While my Letterboxd has played host to a few fairly lengthy pieces, I’ve always seen them as a way to crystallize my initial thoughts and make this endless hobby of devouring film into something more meaningful. They’re like ripped out pages of a diary I’m scattering into the ocean of casual cinematic discourse. Largely, I’ve found the platform to be limited in generating actual discussion, or to meaningfully engage with the films we love, or love to hate. It’s slightly frustrating to watch your long, furiously typed out Letterboxd review get buried and forgotten while some version of “This happened to my buddy Eric” racks up the likes on every film. While I love a good meme, or smart quip, Letterboxd is simply not the place for more considered writing.
While I still find some personal utility in using stars to rate films (and still no half stars!) on that site, I like the simplicity of a blog post here, where the words must stand on their own and do not have to serve the purpose of substantiating a number from one to five.

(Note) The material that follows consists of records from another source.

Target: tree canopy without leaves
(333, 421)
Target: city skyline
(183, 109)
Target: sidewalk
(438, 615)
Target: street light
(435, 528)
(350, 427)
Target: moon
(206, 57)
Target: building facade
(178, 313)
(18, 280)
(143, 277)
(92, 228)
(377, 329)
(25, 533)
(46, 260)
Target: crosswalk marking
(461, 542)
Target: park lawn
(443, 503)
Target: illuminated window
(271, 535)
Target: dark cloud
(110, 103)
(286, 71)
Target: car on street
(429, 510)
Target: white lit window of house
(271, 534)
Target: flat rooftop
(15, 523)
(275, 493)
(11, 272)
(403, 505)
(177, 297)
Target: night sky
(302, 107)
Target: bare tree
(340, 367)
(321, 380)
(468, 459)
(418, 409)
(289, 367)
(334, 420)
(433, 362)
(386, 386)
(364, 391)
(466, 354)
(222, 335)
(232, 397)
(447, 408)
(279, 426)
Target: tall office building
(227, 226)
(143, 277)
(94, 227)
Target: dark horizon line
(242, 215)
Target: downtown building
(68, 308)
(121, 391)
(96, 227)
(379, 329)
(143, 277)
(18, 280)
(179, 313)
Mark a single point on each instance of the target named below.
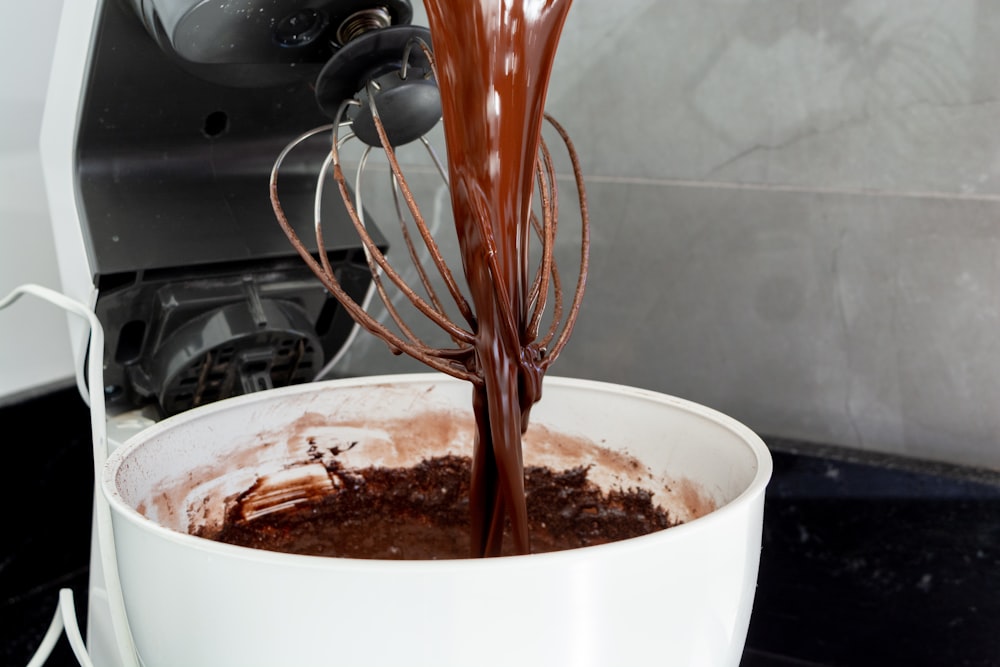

When I reviewed Memoria, the numbers stopped making sense. What do I do with a film that feels alien to me? One that I have to find a new way of looking at? Watching a film isn’t just an exercise of deciding if its “good” or “bad.” Watching and writing about film should be an act of discovery.
Regardless, I don’t think many people read my Letterboxd takes, whether long or short, and mostly I wrote them for me.
Here, I’m writing for you, whoever you are. Whether you’re just one person, or a hundred. I’ll avoid dictating to myself what exactly that means for now. I know I want the writing here to be sincere and considered. Accessible but not simplistic. Reflective and questioning. Maybe sometimes questionable. I don’t know the kind of writer I want to be yet, but let’s see where this goes, together.